Pictures from Senegal

Thursday, August 19

English Camp

I recently spent a week living out of the Peace Corps house in Dakar in the name of teaching English. Organized through the Embassy, a local University, and an organization promoting the English language (or so I assume), Peace Corps Volunteers were matched with 14-16 year olds who’ve formed groups outside of their normal classes to learn English in their free time on weeknights and weekends.

I was assigned to a middle school in an area technically just outside of Dakar, though only the snobbiest of locals would say such a thing, with 3 other PCVs: a 3rd year and 2 girls from the latest batch of installs who’ve be here since March. We were given cab fare (from the organizers of the camp?) to get out there and back each day, an excursion that took 15 to 30 minutes depending on: the traffic, general area knowledge held by the driver, and our ability to describe our destination in French/ Wolof.

I missed the prep day held before the camp due to “cough” illness so I had to rely on the 3rd year for direction as to our official roles in the camp. My impression was that we were facilitators. There were Senegalese teachers attending the camp… and I assumed they were in charge. Ha. As my Dad would say, “To assume makes an ‘ass’ out of ‘u’ and ‘me’.” So the first day of camp was a shit show. We stood there in front of the kids asking each other what we should be doing for the next 4 hours. We made up some camp rules and started teaching them songs. Anyone caught speaking a language other than English was made to sing “I’m a little tea pot” in front of the whole group.

Later we broke out the girls and boys into different groups to try talking about gender specific issues… but in my opinion this proved too be difficult as we had not yet gained their confidence on the first day. When asked what they wanted to be when they grew up we got one of 4 answers (as if we’d given a multiple choice test): doctor/ nurse, teacher, policeman, or pilot. None of them could really answer the question of what they had to do after high school to become these professions. I’m hoping they just didn’t understand our English.
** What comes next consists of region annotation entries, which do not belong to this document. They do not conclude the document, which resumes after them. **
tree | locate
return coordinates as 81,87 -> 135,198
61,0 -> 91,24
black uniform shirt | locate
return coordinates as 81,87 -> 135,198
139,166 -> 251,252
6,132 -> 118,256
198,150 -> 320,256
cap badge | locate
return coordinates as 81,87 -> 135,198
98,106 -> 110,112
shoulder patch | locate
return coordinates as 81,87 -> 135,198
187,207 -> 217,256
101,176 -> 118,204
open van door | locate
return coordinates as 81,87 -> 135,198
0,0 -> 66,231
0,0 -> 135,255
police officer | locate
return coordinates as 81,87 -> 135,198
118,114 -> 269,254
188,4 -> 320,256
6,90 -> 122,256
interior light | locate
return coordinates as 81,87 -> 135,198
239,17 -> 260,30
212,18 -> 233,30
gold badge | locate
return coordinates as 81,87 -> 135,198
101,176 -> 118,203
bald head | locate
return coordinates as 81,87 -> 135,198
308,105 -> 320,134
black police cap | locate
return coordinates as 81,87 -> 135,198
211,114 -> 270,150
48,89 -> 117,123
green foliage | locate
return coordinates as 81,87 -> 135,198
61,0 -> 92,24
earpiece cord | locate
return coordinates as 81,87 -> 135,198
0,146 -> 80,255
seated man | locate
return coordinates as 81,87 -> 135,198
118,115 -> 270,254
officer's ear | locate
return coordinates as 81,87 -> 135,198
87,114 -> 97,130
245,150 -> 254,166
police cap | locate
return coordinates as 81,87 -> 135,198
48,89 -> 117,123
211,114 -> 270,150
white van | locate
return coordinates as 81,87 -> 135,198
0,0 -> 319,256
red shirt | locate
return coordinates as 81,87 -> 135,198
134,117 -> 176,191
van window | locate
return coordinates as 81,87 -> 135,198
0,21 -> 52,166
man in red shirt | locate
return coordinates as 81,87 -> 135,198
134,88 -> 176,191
After a break, we discovered that we’d really been assigned two different schools of English kids and this was the first time the groups had met. So we decided to pair them off, each with someone they didn’t know, and ask them to interview and then present their new friend to the group. The last question they asked of their new friends was “what do you want to ask the Americans?” This seemed to be a hit (finally!) and we all had a good time answering the questions for the kids. Admittedly they weren’t all easy: What do you think about Obama’s health care plan? What is racism like in the States?

At the end of the first day, I attempted to push for organization but was asked if I was “having a bad week” cause why else was I so uptight? Right. So day two was another shit show. We decided to make morning warm-up a daily thing consisting of ‘Head Shoulders Knees and Toes’ and Simon Says. We then stumbled through some more songs and an awkward hour or so of explaining baseball before sending them off to play soccer. Later I taught a small group to do the hustle and fox trot, while other groups learned more songs and different games. Not all that bad for some impromptu work, honestly.
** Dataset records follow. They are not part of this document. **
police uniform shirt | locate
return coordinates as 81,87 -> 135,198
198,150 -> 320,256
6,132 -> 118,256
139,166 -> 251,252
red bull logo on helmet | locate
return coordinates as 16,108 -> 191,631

By day three we’d collectively come to the realization that preparation and organization would make the camp that much more fun. After morning warm-up, we organized alternating groups of singing- which I swear they loved and that’s why we kept on teaching them- and making a personal flag art project. We brought in a bunch of old magazines, markers, colored pencils, and glue for them to decorate a one page paper with pictures that represent themselves. Then they wrote a few sentences on the back explaining their pages. We took pictures of all of them (which were later printed out in black and white and glued into the corners). The activity was well received. Day four consisted of morning warm-up, a session on Rock Paper Scissors, and trading between outdoor games like Steal the Bacon, Red Rover, and Freeze Tag, and indoor session on American slang.

The final day was meant to be a party. We were given a significant sum of cash to purchase supplies and with it we made cold pasta and fruit salads and bought juice and sprite, cookies, chips and dip, and candies. We played music and hung out eating. The kids also stood up and explained their personal flag art projects to their fellow campers. Later we took pictures and exchanged contact information. At the end we stood in a circle and each gave our favorite and most challenging aspects of camp, plus what we were looking forward to in the future. It was at the point we realized the epic failure of the first day's "future career" session, as we discovered actual desires to be come translators, presidents, engineers, lawyers and teachers. The campers then started to cry; it was time to say goodbye.

As frustrated as I was in the beginning with general lack of organization (but really, why am I surprised?), in the end the experience was a good one. I’ve already received a number of texts from the campers practicing their English. I have mixed feelings about participating next year- mainly about the time commitment- but I suppose I would do it in a heartbeat if I knew I could have the same group of kids again.